Burma

With NLD Nod, Burma Likely Headed for Htin Kyaw Presidency

By The Irrawaddy 10 March 2016

NAYPYIDAW / RANGOON — The National League for Democracy (NLD) has selected Htin Kyaw and Henry Van Thio as its nominees for the presidency, significantly narrowing the scope for speculation over whom the party will choose as its proxy for popular leader Aung San Suu Kyi.

While their nominations do not yet officially reveal who will ultimately assume the post, Thursday’s announcement would appear to make a Htin Kyaw presidency all but assured.

Believed to be one of Suu Kyi’s right-hand men, the ethnic Bamar-Mon Htin Kyaw had been tipped ahead of Thursday’s nomination as a likely contender for Burma’s highest civilian office. He holds high standing among NLD members and his father-in-law, U Lwin, is one of the party’s founding members.

His wife, Su Su Lwin, is a newly minted Lower House NLD lawmaker recently appointed as the chairperson for the chamber’s International Relations Committee.

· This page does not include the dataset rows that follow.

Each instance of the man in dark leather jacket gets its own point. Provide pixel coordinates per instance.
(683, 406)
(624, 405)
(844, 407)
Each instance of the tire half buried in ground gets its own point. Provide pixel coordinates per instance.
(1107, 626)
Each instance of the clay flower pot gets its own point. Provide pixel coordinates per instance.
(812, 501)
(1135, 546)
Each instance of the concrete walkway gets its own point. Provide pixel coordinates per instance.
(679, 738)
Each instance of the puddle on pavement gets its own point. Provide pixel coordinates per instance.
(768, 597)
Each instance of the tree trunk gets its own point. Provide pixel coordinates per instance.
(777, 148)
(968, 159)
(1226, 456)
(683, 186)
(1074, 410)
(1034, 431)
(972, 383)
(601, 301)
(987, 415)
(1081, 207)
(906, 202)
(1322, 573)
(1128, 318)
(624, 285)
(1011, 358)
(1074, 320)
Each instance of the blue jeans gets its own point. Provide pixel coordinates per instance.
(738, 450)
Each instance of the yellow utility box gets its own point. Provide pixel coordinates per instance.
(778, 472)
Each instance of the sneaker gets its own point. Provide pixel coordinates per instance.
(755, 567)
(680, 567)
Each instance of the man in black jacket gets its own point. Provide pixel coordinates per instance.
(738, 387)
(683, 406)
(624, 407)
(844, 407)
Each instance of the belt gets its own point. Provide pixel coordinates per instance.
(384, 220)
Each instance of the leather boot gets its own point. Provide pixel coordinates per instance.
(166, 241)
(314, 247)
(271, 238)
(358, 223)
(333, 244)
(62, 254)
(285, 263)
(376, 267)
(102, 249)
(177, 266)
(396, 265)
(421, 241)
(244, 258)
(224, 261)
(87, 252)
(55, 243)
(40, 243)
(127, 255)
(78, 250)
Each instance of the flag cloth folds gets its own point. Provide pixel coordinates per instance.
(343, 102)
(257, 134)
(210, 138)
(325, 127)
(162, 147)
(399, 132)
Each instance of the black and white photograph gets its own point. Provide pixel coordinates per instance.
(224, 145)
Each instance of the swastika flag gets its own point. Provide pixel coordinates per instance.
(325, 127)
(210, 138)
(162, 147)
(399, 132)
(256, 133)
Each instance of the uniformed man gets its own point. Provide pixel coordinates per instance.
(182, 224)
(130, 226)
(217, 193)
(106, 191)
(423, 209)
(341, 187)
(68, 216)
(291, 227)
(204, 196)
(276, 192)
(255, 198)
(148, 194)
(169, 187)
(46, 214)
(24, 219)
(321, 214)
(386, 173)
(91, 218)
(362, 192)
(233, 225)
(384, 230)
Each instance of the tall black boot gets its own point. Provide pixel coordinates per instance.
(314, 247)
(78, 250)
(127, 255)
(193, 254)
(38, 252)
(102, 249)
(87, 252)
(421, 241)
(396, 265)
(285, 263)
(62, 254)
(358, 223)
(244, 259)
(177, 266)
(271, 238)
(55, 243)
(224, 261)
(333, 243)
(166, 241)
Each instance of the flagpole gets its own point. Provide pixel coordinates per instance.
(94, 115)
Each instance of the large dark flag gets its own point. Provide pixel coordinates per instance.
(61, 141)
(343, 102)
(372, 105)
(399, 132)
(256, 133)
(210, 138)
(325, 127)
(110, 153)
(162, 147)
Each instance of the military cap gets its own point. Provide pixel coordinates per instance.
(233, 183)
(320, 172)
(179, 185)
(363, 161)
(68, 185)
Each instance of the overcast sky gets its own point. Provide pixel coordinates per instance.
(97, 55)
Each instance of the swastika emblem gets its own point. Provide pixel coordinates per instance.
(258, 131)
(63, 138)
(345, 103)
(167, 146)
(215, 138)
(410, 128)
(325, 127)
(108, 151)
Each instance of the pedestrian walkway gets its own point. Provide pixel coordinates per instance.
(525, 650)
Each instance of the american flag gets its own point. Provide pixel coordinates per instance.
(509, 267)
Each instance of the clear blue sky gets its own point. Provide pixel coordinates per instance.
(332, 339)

More of a mystery—at least for now—is Henry Van Thio. An ethnic Chin elected to the Upper House in Chin State’s Thantlang Township last year, the 58-year-old is a retired army major who has studied geography and law.

“I believe my nomination for the vice presidency reflects [the party’s] highlighting of ethnic issues and I will try my best for it,” he told the media at the Upper House after his nomination on Thursday morning.

If the two men are deemed to have met presidential eligibility criteria, they will be put to a vote, along with a vice presidential nominee from the military, with the winner assuming the presidency and the runners-up becoming vice presidents.

Of less significance on Thursday, Union Solidarity and Development Party (USDP) lawmakers in the Lower and Upper houses put forward the names of current Vice President Sai Mauk Kham and former Upper House Speaker Khin Aung Myint as its proposed candidates for the respective chambers.

Sai Mauk Kham presently holds dual public offices, after also winning a seat in Parliament in Burma’s November general election. But both he and Khin Aung Myint would need NLD or military support to have a shot at a vice presidential post, an unlikely prospect.

Sources in Naypyidaw said the military was likely to put forward its vice presidential nominee on Friday.

Suu Kyi, who is barred from the presidency by Burma’s military-drafted Constitution, has said she would lead the nation from a position “above” the president, who would be expected to carry out the NLD chairwoman’s wishes if given her blessing.